Re: Scrub one large table against another

"Jim C. Nasby" <jim@xxxxxxxxx> · Wed, 11 Oct 2006 15:52:52 -0500

On Wed, Oct 11, 2006 at 10:53:41AM -0600, Brendan Curran wrote:
> Interestingly, and thank you to Tom and Jim, the explicit JOIN improved 
> performance tremendously (RESULTS BELOW). I converted the entire query 
> to use explicit joins instead of IN and EXISTS and discovered acceptable 
> performance. I think the next place to go from here is RAID1/RAID10 and 
> possibly partitioning my large table (Welcome to DDL insanity, right?).

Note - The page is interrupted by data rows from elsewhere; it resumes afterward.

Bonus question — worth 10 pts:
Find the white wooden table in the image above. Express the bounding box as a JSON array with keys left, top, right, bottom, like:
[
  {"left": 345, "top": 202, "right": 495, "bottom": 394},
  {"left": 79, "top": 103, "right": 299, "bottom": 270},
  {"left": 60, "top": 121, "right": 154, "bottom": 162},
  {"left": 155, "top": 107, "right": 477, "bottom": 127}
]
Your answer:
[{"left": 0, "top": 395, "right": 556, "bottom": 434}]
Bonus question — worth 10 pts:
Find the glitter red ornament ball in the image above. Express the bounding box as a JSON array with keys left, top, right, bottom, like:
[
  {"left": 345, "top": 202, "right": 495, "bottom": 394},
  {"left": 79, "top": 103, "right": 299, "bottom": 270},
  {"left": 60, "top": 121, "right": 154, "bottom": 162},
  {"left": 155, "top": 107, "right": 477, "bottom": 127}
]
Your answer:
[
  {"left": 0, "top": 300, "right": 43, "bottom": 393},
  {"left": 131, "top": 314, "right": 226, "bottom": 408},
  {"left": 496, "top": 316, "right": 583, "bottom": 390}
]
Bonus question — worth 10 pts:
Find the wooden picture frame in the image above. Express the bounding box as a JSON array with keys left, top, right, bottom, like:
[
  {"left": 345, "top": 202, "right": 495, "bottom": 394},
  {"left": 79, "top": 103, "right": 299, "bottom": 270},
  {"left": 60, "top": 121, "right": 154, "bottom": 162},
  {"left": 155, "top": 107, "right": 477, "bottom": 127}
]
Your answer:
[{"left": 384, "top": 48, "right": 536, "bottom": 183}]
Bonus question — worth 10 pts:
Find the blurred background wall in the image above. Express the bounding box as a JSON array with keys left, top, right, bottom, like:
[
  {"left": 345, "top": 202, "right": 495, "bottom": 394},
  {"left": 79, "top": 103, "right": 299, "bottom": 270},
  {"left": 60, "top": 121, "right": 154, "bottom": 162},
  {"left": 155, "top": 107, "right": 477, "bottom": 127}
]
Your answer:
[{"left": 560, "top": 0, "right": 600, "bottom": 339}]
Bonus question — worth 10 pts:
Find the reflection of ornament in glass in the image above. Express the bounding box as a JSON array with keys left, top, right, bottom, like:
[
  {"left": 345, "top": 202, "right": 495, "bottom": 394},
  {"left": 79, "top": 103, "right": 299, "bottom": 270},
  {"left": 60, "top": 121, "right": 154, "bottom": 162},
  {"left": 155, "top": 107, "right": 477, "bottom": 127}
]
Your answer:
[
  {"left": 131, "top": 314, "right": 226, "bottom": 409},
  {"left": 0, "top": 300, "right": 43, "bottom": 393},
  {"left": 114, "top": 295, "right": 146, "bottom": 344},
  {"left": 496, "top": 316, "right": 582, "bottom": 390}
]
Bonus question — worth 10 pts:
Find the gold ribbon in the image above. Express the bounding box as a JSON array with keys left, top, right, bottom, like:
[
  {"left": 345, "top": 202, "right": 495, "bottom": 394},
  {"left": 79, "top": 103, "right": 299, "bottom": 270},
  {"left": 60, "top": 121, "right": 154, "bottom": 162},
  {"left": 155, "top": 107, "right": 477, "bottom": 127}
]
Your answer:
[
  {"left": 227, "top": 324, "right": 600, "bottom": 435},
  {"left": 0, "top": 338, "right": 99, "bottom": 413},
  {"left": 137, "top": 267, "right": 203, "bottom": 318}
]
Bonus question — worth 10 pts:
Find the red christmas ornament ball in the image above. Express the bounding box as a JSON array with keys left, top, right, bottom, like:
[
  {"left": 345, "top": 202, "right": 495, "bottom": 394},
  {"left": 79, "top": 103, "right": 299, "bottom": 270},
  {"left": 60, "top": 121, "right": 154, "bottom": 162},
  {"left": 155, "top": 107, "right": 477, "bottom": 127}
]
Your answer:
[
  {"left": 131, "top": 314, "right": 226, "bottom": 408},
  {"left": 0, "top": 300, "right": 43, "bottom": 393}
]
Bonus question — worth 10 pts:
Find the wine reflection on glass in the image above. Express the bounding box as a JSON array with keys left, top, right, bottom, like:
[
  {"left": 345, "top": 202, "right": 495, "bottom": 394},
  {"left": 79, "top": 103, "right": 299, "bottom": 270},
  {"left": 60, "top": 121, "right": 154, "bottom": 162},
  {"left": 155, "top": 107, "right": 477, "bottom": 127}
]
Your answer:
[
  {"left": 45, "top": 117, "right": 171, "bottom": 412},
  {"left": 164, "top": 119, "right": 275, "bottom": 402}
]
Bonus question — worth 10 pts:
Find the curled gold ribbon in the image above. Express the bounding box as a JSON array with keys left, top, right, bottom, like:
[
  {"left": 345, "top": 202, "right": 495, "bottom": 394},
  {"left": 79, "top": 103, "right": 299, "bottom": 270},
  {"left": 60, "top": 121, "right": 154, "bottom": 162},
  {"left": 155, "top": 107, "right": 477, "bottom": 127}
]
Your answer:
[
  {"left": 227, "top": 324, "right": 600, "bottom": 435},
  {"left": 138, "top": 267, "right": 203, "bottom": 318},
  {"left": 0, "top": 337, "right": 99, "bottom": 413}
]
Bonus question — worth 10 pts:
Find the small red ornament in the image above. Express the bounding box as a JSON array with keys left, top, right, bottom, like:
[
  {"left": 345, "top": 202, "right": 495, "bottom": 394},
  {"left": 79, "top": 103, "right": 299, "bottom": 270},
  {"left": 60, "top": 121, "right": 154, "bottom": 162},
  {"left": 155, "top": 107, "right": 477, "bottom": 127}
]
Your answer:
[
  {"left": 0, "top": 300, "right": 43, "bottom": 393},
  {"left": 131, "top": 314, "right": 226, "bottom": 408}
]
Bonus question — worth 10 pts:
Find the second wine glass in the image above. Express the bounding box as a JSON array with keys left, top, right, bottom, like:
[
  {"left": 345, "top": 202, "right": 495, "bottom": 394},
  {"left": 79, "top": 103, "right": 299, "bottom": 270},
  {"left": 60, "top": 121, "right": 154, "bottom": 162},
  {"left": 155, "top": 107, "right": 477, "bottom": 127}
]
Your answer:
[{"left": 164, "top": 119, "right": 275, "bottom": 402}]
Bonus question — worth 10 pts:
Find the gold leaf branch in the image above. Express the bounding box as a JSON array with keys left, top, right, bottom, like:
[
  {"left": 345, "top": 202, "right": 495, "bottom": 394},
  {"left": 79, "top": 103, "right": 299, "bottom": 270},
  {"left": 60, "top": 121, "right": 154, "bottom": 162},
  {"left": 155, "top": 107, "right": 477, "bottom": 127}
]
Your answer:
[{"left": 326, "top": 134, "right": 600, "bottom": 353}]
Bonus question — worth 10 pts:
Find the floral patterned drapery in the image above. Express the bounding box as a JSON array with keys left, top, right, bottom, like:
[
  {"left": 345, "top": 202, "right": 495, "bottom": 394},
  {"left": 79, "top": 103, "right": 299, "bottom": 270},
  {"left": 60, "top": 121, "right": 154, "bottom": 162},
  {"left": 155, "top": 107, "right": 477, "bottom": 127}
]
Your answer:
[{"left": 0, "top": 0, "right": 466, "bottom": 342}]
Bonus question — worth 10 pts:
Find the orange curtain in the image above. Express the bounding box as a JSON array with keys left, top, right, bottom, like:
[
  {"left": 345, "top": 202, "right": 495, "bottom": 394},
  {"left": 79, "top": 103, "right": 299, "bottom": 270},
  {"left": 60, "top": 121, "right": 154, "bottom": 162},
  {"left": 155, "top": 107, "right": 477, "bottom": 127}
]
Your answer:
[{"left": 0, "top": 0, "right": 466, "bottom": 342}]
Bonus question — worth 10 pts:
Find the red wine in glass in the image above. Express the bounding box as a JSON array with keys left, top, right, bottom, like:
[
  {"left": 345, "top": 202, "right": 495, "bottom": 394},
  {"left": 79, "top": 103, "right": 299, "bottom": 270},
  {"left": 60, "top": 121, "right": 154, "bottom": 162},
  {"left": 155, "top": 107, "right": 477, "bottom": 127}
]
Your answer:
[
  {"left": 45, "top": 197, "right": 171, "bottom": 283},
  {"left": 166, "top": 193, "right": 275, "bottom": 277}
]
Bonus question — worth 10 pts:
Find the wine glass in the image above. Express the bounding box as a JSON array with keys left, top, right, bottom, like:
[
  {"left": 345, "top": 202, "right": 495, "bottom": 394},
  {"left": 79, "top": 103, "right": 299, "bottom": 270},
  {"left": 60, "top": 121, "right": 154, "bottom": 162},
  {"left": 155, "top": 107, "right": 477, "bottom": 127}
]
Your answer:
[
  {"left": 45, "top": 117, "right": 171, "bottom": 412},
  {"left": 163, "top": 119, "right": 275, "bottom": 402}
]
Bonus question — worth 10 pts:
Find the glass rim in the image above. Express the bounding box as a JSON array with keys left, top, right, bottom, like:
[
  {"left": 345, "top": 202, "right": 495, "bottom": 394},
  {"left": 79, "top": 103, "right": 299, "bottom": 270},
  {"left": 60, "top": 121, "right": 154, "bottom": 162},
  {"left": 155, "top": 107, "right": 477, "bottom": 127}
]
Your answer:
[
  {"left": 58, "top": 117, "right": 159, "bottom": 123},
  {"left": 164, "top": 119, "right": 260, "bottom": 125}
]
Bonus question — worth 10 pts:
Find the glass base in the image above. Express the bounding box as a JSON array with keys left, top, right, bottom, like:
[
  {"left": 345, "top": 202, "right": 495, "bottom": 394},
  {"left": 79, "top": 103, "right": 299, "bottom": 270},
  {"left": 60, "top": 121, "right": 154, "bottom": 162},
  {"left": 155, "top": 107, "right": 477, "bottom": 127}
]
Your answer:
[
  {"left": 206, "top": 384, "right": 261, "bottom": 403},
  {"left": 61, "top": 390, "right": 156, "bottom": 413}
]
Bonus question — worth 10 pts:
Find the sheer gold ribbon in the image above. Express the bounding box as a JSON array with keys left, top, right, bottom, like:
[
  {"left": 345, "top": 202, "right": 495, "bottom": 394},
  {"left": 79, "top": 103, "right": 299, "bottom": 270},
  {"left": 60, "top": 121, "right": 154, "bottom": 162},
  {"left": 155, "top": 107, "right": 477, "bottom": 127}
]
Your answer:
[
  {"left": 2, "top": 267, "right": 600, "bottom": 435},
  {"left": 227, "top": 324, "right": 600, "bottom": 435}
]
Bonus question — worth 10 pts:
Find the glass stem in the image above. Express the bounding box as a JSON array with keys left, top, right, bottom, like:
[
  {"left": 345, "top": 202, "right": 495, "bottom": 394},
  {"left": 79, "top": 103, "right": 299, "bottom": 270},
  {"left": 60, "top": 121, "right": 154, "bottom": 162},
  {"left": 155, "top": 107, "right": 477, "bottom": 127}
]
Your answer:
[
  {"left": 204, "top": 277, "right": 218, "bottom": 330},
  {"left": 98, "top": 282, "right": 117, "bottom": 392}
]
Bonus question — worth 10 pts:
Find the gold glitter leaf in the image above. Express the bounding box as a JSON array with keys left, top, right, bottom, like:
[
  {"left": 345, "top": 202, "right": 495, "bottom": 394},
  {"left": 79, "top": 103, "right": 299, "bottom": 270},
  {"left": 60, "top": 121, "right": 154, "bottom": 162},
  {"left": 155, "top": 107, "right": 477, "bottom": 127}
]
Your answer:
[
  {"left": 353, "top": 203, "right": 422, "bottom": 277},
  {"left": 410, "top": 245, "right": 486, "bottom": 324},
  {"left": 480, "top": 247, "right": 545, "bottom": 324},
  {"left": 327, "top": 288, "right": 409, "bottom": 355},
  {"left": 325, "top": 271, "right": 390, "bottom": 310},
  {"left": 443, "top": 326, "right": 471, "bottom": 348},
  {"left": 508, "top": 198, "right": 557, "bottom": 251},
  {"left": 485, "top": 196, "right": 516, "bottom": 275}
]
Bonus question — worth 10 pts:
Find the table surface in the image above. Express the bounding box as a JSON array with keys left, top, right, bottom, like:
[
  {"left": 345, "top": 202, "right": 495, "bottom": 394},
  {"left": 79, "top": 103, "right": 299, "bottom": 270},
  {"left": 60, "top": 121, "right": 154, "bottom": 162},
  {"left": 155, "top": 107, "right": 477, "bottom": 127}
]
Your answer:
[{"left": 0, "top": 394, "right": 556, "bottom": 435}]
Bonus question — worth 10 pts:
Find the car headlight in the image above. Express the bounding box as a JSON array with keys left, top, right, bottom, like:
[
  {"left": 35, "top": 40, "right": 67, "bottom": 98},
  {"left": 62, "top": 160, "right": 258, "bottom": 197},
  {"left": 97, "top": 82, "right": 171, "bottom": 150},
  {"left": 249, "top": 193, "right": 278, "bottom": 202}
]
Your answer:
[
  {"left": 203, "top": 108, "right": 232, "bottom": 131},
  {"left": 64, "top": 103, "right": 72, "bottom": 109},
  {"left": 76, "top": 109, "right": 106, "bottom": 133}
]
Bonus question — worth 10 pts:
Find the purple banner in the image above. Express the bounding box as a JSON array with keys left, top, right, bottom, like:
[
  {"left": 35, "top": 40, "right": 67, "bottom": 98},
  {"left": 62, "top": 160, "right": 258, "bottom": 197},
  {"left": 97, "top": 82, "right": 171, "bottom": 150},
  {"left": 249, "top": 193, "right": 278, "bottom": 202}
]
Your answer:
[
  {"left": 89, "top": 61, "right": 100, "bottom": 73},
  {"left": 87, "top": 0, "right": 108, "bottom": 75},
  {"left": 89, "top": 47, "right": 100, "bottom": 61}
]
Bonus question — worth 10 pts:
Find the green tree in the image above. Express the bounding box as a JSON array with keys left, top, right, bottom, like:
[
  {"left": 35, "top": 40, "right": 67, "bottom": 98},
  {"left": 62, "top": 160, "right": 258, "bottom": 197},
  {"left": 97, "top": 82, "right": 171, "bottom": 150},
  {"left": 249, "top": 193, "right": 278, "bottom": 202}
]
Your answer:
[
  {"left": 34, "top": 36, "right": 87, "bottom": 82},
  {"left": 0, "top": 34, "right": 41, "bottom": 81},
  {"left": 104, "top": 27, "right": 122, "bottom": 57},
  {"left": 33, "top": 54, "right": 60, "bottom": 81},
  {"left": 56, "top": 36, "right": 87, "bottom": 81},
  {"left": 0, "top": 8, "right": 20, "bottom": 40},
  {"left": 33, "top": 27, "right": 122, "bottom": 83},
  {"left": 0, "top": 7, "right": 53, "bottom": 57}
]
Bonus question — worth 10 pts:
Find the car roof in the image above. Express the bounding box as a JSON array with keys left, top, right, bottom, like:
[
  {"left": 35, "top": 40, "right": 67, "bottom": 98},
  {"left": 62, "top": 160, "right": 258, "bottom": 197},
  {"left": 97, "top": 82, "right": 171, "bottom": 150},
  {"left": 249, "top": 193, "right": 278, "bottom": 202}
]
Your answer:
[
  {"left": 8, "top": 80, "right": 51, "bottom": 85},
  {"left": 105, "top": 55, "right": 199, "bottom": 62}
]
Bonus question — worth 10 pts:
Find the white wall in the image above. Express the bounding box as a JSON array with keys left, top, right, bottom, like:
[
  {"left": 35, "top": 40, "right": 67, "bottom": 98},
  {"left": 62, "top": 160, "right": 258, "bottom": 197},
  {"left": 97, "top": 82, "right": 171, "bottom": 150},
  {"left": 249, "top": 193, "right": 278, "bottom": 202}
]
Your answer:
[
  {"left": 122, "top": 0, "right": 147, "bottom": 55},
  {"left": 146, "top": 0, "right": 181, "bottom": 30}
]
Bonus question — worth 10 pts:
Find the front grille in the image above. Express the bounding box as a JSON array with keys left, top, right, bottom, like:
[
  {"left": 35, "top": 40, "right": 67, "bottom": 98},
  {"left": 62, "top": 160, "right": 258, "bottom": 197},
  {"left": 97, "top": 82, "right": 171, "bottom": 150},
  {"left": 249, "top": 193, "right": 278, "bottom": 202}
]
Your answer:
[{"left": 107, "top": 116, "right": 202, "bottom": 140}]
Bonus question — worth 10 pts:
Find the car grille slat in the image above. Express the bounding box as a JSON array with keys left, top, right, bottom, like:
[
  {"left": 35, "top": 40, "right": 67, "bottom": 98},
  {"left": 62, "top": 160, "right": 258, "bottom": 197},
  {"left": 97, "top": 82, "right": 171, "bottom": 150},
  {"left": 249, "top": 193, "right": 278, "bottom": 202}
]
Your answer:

Remember that partitioning is not a magic bullet: it only helps in cases
where you need to keep a lot of data, but normally only access a small
portion of it.

WAL on RAID5 without a really good controller will probably kill you.
Data being there isn't too much better. You'll probably be better with
either 1 raid 10 or 2 raid 1s.

> I have to add that I'm a little surprised the documentation is so 
> generous to IN and EXISTS. Is there something amiss in my configuration 
> that prevents them from performing correctly? If not, I can't imagine a 
> time when IN or EXISTS would be more performant than an explicit JOIN...

Well, IN != EXISTS != JOIN. Exists just stops as soon as it finds a
record. For some cases, it's equivalent to IN, but not all. IN has to
de-duplicate it's list in some fashion. For small IN lists, you can do
this with an OR, but at some point you need to switch to an actual
unique (actually, I suspect the difference in PostgreSQL just depends on
if you passed values into IN or a subquery). A join on the other hand
doesn't worry about duplicates at all. There may be some brains in the
planner that realize if a subquery will return a unique set (ie: you're
querying on a primary key).

> Additionally, I manually scrub for duplicates at the group level in the 
> email_record table to keep my records unique. I would like to use a 
> unique constraint, but have found that batching in JDBC is impossible 
> due to irrecoverable errors even when using BEFORE INSERT triggers to 
> just return NULL if a record exists already. Has anyone got an elegant 
> solution for the 'add only if not exists already' problem similar to 
> MSSQL's MERGE command?

Your best bet (until we have something akin to MERGE, hopefully in 8.3)
is to load the data into a TEMP table and de-dupe it from there.
Depending on what you're doing you might want to delete it, or update an
ID column in the temp table. Note that assumes that only one process is
loading data at any time, if that's not the case you have to get
trickier.

> Just one more thing... I have found that maintaining a btree index on a 
> varchar(255) value is extremely expensive on insert/update/delete. It is 
> unfortunately necessary for me to maintain this index for queries and 
> reports so I am transitioning to using an unindexed staging table to 
> import data into before merging it with the larger table. All the docs 
> and posts recommend is to drop the index, import your data, and then 
> create the index again. This is untenable on a daily / bi-weekly basis. 
> Is there a more elegant solution to this indexing problem?

You might be happier with tsearch than a regular index.
-- 
Jim Nasby                                            jim@xxxxxxxxx
EnterpriseDB      http://enterprisedb.com      512.569.9461 (cell)